When something like that happens, I get in my “stay in the present mindset”. People always tell you to live in the present right? Because its not worth it to dwell on the past or worry about the future. I try my best to shove down all those memories. I try to forget because it hurts too much to remember knowing that they’ll never be back. But as I was lying in bed last night trying to crush all these memories, I realized that it didn’t have to be that way. Honestly, life isn’t designed to make us miserable. I know it because there are so many positive people out there, people that have been through horrible experiences and manage to still keep their head held high.
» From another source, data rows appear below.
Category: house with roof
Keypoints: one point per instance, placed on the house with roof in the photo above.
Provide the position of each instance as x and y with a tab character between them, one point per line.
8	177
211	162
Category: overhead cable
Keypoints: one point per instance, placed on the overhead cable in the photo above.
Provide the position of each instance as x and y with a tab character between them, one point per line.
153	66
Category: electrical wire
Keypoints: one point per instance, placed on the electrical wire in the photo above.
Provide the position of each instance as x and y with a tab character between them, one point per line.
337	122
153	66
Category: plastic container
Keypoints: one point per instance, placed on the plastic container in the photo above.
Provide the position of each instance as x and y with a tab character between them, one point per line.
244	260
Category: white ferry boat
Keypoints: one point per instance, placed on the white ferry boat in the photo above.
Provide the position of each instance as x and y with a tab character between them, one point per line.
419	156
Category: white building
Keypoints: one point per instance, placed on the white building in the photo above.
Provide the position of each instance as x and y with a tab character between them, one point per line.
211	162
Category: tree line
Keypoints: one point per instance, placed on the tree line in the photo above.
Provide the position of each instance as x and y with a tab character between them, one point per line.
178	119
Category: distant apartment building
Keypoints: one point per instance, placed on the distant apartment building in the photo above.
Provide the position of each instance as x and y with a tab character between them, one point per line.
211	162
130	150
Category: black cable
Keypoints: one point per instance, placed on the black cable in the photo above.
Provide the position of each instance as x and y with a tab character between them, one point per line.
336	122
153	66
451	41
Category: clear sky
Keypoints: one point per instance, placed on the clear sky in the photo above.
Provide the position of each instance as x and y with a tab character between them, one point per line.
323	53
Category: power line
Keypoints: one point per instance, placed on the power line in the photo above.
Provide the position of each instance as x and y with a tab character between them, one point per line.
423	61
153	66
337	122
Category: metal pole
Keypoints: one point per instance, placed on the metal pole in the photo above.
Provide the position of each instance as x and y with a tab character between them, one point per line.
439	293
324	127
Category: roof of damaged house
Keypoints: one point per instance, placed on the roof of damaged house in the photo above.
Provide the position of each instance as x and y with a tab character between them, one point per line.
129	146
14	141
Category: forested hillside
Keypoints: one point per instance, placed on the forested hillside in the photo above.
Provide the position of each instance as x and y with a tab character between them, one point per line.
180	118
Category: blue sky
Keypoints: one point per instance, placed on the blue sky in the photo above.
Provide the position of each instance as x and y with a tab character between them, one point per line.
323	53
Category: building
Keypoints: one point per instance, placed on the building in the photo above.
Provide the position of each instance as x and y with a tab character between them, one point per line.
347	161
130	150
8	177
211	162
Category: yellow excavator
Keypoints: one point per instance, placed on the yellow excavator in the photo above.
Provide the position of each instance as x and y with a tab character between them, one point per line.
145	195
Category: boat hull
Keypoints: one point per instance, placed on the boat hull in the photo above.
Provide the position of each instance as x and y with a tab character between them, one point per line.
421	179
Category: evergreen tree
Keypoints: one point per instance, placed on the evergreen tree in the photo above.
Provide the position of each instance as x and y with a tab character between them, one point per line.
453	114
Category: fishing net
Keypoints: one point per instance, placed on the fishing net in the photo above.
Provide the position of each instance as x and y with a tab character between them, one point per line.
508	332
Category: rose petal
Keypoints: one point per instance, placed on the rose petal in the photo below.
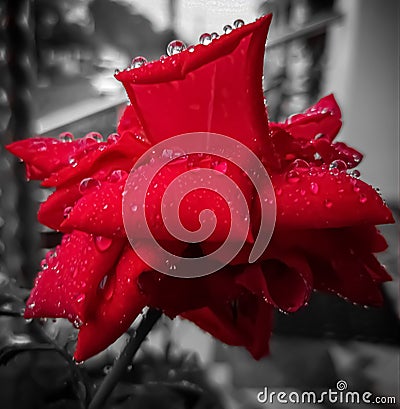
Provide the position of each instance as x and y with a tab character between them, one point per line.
190	205
102	157
215	88
117	305
246	322
284	282
323	118
99	211
320	199
67	287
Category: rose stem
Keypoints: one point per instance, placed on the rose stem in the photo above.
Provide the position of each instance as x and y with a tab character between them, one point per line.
124	359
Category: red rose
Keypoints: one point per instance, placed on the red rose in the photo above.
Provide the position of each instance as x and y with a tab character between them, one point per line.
325	236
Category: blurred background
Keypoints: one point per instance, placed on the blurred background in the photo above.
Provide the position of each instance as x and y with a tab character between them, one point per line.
57	60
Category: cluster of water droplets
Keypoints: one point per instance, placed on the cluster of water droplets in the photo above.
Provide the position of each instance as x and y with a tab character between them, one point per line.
177	46
299	168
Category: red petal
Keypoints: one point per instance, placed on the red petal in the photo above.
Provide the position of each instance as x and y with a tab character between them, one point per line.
162	290
99	211
44	156
190	205
101	158
130	122
247	322
340	260
52	212
68	286
117	307
215	88
320	199
285	282
323	118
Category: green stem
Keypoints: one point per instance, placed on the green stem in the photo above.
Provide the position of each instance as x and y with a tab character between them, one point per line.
124	359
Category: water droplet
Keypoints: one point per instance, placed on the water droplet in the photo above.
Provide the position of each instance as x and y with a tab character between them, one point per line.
93	136
238	23
314	188
338	165
355	173
175	47
117	175
102	243
88	184
113	137
138	62
299	164
107	369
220	167
77	323
205	39
227	29
67	211
357	157
103	282
66	137
292	176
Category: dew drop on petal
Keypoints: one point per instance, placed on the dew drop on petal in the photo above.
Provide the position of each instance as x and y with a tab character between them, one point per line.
117	175
138	62
227	29
175	47
66	137
205	39
339	165
102	243
103	282
238	23
93	136
67	211
292	176
314	187
113	137
88	184
299	164
77	323
221	167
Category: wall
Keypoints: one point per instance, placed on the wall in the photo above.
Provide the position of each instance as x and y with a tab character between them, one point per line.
363	72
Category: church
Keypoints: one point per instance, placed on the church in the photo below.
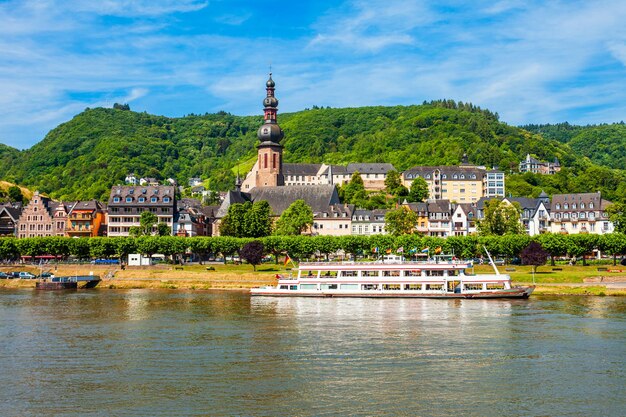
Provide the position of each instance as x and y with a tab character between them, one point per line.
267	180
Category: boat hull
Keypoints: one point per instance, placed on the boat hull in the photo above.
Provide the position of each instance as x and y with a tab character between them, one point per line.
55	286
519	292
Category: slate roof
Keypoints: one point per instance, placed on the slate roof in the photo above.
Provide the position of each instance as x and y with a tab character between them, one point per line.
318	197
147	191
368	168
301	169
469	173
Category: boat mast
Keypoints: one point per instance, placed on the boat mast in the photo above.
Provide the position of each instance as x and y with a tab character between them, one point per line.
493	264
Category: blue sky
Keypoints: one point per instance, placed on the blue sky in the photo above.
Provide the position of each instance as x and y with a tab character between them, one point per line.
530	61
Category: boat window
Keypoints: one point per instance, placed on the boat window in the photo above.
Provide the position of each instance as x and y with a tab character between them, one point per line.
434	287
494	286
473	287
349	286
391	287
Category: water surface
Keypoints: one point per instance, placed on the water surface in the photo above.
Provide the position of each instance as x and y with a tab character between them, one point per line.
146	352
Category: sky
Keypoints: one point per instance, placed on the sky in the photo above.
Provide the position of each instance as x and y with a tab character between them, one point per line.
529	61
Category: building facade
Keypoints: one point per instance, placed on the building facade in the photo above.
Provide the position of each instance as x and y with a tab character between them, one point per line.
536	166
580	213
126	203
42	217
86	219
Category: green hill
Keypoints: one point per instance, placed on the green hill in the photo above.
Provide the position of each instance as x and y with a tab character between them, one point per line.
84	157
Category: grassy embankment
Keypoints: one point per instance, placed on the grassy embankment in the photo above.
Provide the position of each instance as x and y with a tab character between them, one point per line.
579	280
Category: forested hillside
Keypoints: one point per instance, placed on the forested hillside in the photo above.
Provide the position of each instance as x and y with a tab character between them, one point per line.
84	157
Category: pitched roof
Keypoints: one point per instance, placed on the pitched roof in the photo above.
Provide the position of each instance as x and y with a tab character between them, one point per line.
318	197
562	199
469	173
369	168
301	169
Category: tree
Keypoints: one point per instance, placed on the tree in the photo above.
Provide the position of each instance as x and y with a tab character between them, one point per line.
247	220
252	252
400	221
534	255
234	223
258	220
500	218
15	194
617	214
296	219
419	190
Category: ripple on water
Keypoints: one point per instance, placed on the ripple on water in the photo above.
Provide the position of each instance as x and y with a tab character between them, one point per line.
186	353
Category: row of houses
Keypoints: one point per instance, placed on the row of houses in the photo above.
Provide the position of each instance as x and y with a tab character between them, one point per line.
564	213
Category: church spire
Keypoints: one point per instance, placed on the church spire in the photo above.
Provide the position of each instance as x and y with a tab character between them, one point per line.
270	131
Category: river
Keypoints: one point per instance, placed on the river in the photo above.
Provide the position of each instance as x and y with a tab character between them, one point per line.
166	353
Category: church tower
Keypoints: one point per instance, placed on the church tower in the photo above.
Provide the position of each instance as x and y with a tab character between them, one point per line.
270	151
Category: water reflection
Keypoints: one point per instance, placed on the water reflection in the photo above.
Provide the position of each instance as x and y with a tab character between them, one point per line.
141	352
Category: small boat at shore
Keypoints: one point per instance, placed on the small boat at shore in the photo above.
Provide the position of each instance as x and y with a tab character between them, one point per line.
442	276
67	283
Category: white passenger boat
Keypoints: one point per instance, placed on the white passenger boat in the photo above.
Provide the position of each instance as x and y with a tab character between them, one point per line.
391	276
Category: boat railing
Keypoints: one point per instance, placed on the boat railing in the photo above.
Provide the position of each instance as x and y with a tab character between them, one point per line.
349	263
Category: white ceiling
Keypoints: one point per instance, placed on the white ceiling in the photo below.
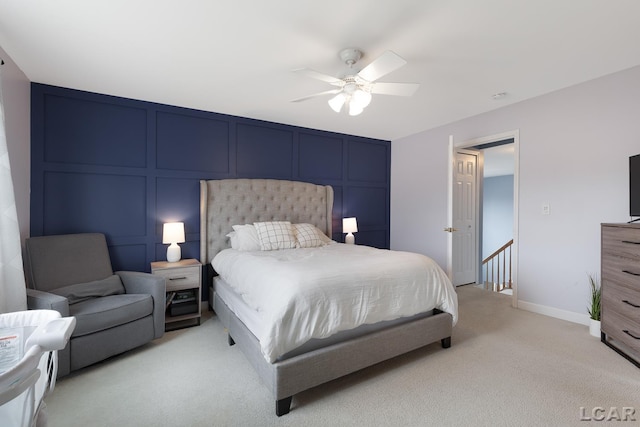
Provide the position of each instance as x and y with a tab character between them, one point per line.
236	56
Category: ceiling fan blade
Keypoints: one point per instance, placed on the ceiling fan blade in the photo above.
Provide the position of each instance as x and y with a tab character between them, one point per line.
319	76
382	65
326	92
398	89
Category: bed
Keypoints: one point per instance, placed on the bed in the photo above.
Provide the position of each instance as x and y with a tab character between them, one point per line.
229	202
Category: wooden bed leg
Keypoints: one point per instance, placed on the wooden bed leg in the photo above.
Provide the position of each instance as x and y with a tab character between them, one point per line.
283	406
446	342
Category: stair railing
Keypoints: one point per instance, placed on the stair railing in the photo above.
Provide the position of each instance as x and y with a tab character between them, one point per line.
497	273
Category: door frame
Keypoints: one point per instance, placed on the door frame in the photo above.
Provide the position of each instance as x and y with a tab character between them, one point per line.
515	134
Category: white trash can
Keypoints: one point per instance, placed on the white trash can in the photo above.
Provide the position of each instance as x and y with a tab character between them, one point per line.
29	341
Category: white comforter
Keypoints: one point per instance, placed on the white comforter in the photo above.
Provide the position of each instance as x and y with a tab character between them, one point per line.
302	294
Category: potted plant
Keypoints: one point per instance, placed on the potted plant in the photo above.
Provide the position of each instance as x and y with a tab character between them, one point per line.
594	306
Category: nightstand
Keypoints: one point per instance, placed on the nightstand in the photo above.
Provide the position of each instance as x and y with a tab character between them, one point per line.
183	294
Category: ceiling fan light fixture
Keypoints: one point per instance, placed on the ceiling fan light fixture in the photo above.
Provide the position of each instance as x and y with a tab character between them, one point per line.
337	102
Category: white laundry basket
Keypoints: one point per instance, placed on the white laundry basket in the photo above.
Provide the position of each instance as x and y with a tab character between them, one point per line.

And I thought. No, I’m going to cherish these happy memories. Because they’re mine and no one can take that away from me. And I feel like in that moment a weight was lifted. There’s no need to push away wonderful happy memories because its too painful to remember them. Instead, I’m going to tuck them away in that album in my brain. I’m no longer going to feel guilty for remembering something that made me happy. I’m going to take them out for walks in my mind and cherish the delightful emotions associated with them. I’m not gonna pretend that they weren’t great because they truly were. And so from now on, I’m going to focus on that. I’m going to be thankful for the fact that I was able to experience something so wonderful, I’m going to stop mourning their loss, I’m going to stop trying to recreate the memory because life doesn’t work that way. The best little surprises are the ones that you don’t expect. No matter how hard you try, you can’t capture the perfect view on your camera. You can’t replicate the scene. But you can seize the moment, pocket the happiness, and just be grateful.